The family of Sgt. Eduardo Corrall Gomez knew about his heroics during the Korean War but said he never received recognition for it in his lifetime.
It's believed Gomez was one of 24 men passed over for medals due to prejudice. President Barack Obama said he was going to right that wrong during a ceremony at the White House on Tuesday.
In September, 1950, during the Korean War, Gomez defended his company by maneuvering across open ground with a faulty machine gun. His nephew, Pete Corrall, said his uncle took out a tank with a grenade.
Gomez burned his hand and injured his right side but stayed with his regiment. Corrall said his injuries made it impossible to salute.
Obama presented his relatives with the Congressional Medal of Honor in an engraved shadow box, along with a flag from the Pentagon.
Carroll said he borrowed from his retirement account to bring his grandchildren and his mother and other relatives to Washington, D.C., for the ceremony.
They said they have met celebrities in their hometown of Ojai but they never imagined meeting the President in the Oval Office.

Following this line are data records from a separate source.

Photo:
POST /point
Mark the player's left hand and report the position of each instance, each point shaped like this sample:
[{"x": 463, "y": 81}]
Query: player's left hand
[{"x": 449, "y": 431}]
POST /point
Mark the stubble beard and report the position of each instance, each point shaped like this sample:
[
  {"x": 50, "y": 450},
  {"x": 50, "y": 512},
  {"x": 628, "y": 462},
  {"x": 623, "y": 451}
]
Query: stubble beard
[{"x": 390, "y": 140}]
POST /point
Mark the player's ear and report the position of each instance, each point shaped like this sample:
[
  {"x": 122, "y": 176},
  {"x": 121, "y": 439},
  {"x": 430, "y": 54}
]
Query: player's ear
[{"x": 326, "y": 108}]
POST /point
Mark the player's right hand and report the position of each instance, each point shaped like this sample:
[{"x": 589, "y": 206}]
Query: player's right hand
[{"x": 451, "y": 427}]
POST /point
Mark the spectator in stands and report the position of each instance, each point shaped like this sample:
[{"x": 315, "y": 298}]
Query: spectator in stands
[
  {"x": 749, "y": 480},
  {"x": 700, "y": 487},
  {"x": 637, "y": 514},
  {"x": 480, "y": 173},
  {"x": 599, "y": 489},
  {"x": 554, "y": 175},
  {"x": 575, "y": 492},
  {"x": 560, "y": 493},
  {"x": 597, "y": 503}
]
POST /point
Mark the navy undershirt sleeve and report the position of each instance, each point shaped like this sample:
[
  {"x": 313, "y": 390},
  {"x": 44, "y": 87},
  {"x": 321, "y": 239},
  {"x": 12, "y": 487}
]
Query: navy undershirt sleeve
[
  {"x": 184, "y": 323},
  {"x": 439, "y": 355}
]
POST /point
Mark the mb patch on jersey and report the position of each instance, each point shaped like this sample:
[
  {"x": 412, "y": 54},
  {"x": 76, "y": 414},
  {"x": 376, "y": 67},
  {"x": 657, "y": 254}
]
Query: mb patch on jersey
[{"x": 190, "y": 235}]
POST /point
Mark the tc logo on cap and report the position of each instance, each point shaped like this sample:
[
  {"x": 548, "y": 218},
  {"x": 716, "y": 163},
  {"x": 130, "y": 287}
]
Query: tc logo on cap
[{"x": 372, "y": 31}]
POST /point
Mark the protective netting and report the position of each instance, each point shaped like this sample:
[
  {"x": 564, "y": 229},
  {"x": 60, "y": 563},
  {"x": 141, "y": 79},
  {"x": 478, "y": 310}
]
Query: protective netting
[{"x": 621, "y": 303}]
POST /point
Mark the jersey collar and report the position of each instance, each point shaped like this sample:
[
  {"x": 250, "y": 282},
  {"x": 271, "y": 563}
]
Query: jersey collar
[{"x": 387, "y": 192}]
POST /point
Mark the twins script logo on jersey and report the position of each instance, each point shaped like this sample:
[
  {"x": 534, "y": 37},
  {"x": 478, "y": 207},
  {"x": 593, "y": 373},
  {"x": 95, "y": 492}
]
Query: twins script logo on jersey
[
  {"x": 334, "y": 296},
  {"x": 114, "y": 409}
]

They also met the families of other posthumous honorees including relatives of Army Pfc. Leonard M. Kravitz , the uncle of singer and actor Lenny Kravitz, who died defending his platoon during the Korean War in 1951.
If Gomez had been awarded the medal during his lifetime, it would have made his life easier financially by increasing his military benefits, Corrall said.
Gomez' sister-in-law Margaret Moreno Corrall said the president kissed her cheek and welcomed her with open arms.
She said she is grateful that an investigation into discrimination led to her brother-in-law's posthumous honor.